Simple TMVA regression

 This blog entry will correspond to a simple TMVA regression using a Multi-Layer Perceptron (MLP) neural network and will entail details on how it was done. There are more things yet to be done (exciting!). The PTbin used for this is pt15_20 and can be found at the following directory-> /gpfs/mnt/gpfs01/star/data18/Run11JetEmbedding/JetTrees/pt15_20

 

Formatting Data

The Toolkit for Multi-Variate Analysis (TMVA) comes with a tremendous amount of tools and different methods to try. TMVA accepts the simple TTree structure and in the case of this analysis, the Monte Carlo data came in jet-tree structure. The TTree that you will be using for TMVA must contain variables of the float type (Float_t) and all the variables must contain the same number of entries (as of now, that is the case. I'll have to look into it). Following were the steps taken to achieve this:
  • Grabbed the embedding file (embedding.cc) from Dr. Jim Drachenberg -> /star/u/drach09/Run11/Jets/gluonFF/embedding/embedding

  • Created two separate embedding files; embedding_fortmva_D.C & embedding_fortmva_P.C ->/star/u/rsalinas/embedding_fortmva_D.C & /star/u/rsalinas/embedding_fortmva_P.C

  • Using the TTree::AddFriend() function, I placed both trees in the "same tree" (done in the TMVARegression)

 

The two embedding files are simple and grab the detector and particle level (parton not included). Here are some examples of the variables (10,000 events):
Each plot has 5379 entries
 


 
 

 
TMVA Regression

Once the variables were created, as mentioned above, you must make sure all your variables are present in all the trees you are adding to the factory. My solution to this was to make the trees friends via the TTree::AddFriend() function. If not you will get this error

Error in <TTreeFormula::Compile>: Bad numerical expression :
> "myvariable"
> --- <FATAL> DataSetFactory : Expression myvariable could not
> be resolved to a valid formula.
> ***> abort program execution

Where "myvariable" is the variable you are trying to add to the factory. Once that is done you can go to /star/u/rsalinas and execute the following:

  • make -f makefile.D
  • make -f makfefile.C
    • This creates the binaries necessary for the embedding 
  • ./RUN.sh
    • This runs the embedding binaries for the particle and detector levels
  • The output files should be called "outfilep.root" & "outfiled.root" 

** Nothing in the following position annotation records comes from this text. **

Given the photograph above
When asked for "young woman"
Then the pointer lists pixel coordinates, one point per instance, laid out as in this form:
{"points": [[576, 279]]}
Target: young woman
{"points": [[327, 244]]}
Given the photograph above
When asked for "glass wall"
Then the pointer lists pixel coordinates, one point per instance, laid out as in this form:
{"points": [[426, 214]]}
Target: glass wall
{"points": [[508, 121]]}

Once that is completed, you can run the TMVA regression file via the command:

  • root -l TMVARegression.C\(\"MLP\"\)
    • You can add more methods by separating them w/ commas \(\"LD,MLP,...\"\)
    • Running this is the training aspect of the neural net.

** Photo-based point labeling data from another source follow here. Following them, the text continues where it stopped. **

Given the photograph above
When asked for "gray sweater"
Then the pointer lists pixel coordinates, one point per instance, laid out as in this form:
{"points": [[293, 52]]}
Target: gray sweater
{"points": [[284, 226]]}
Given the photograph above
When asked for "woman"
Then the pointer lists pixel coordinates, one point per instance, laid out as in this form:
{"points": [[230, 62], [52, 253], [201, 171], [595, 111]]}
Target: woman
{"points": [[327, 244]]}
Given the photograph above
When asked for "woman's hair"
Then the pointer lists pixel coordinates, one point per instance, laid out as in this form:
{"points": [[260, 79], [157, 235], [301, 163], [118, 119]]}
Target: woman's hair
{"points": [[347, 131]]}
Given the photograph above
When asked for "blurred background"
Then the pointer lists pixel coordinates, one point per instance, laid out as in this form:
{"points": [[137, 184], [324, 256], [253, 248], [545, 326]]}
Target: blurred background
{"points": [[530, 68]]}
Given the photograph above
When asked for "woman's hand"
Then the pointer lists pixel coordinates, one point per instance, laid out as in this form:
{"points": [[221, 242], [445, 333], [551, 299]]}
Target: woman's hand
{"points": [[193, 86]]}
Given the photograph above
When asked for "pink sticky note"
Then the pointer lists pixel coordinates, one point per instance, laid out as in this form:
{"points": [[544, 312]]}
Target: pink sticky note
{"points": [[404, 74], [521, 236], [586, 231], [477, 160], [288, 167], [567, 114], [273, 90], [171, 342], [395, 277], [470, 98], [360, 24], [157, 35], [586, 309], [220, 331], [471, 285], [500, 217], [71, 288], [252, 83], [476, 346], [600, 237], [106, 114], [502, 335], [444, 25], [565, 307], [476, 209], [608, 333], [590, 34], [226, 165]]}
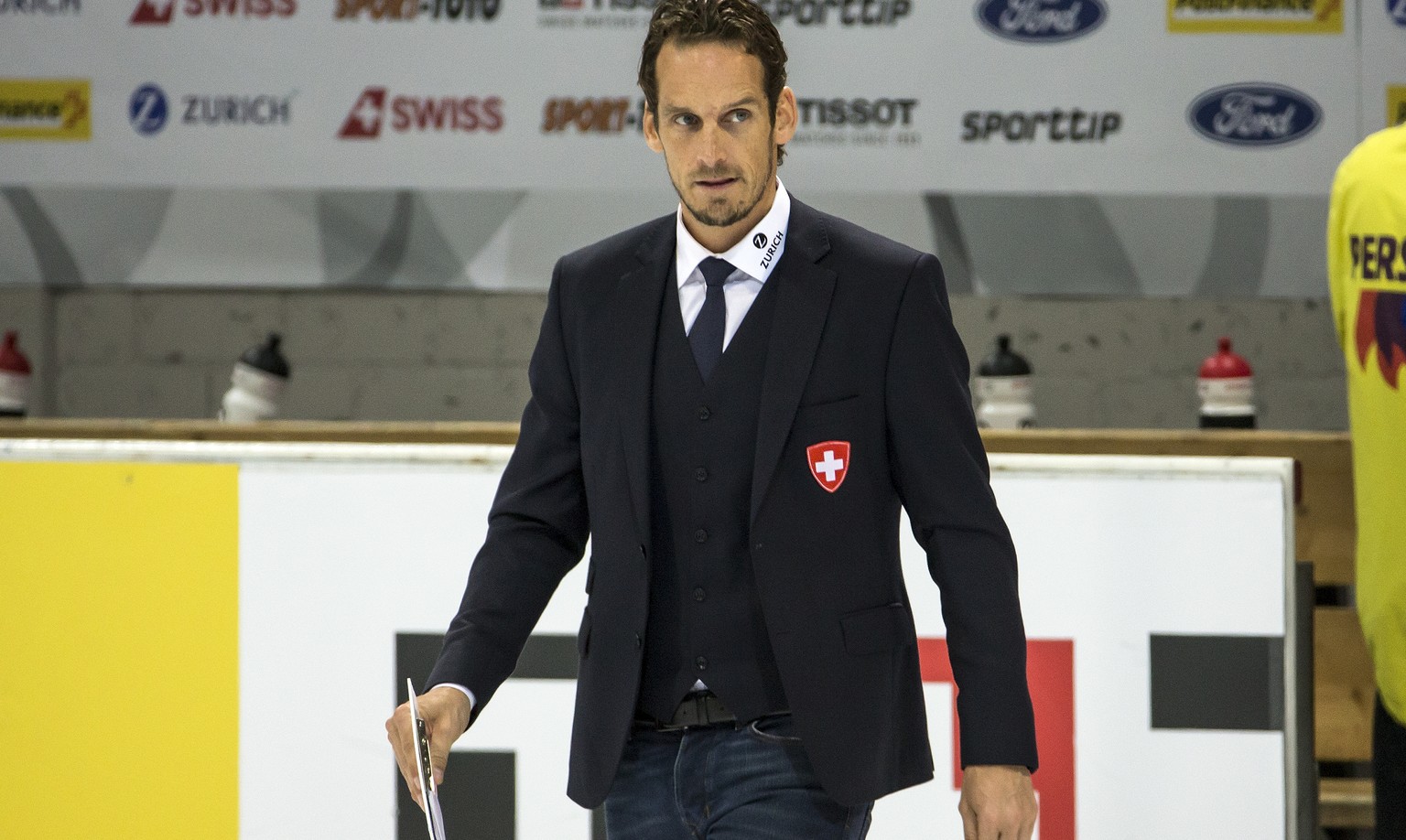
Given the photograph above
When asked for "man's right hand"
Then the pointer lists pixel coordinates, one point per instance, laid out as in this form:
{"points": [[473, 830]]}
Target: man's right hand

TMVA has a nice GUI that displays how the training went and here are a few results:


  • Re-scaled input variable and regression target 


  • Regression Output 
    • The weight per tree is 1
    • 1000 training events and 4380 testing events
    • Each neuron had an activation function of tanh
  • From this simple example, you can see that there is little disagreement between the regression output and the true value used for testing






  • The norm also shows small deviation


 

  • The network architecture 
    • Two hidden layers consisting of 5 neurons each

Conclusion

While currently it seems to work well, this is a very simple example and will need further study and see how it compares with the unfolding package RooUnfold that is also native to ROOT. This method still yet has to be applied to actual data and will be given as an update to this blog entry.